Sesudah sekitar 25 hari, telur yang via pelaksanaan pengeraman natural di dalam tanah akan mulai menetas. Anakan yang masih kecil akan memakan makanan yang ada di sekitarnya. Warna bulu pegar kalung jantan dan betina masih sama. Untuk itu susah membedakan saat mereka berumur dibawah 5 bulan. Dikala mereka berumur 5 bulan keatas, bulu jantan mulai tampak lebih jelas dibandingi warna bulu betina. Di samping warna bulunya, yang bisa membedakan jantan betinanya dengan memperhatikan perawakan tubuhnya. Pejantan lebih besar dibandingkan betina.

Ringneck pheasant mempunyai keistimewaan adalah bertelur sepanjang tahun. Berbeda dengan tipe golden, silver dan lady yang berproduksi cuma setahun sekali yakni pada musim hujan saja.
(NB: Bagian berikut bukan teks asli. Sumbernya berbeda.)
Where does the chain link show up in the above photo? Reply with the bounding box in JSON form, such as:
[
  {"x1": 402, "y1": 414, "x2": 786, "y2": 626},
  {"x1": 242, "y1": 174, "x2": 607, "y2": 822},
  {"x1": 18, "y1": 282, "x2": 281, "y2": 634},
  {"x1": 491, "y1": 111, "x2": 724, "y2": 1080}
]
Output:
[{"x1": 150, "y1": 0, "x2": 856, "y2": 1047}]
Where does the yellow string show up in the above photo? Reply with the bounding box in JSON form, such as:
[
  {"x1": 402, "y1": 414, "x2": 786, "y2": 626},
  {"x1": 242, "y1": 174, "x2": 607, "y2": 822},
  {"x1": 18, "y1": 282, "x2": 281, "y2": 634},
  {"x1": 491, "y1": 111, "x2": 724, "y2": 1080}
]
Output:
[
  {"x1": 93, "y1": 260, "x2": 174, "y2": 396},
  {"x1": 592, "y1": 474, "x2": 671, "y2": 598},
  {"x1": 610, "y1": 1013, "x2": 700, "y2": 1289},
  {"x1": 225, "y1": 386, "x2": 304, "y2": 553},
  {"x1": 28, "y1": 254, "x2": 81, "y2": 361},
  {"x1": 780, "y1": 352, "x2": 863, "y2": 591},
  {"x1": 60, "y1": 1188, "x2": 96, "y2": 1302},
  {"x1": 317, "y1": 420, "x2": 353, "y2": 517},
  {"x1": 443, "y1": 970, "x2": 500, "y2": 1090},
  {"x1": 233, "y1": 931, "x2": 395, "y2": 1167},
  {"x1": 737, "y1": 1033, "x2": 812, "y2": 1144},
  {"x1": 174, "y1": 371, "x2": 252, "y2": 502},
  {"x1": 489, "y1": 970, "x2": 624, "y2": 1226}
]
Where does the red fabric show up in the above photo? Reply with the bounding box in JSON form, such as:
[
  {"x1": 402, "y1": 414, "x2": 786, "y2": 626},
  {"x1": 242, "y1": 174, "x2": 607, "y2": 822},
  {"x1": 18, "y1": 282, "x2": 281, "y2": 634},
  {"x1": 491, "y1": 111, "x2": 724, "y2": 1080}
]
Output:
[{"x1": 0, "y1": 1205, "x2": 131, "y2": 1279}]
Dan itu mempengaruhi harga jual dan populasi di dunia. Diantara ragam pheasant Golden Red yang perkembangannya kencang salah satunya jenis pegar kalung. Ringneck sendiri mulai masa berproduksi sesudah berumur 1 tahun lebih. Ringneck bisa berproduksi hingga usia 8 tahunan. Jadi cukup lama masa produksinya.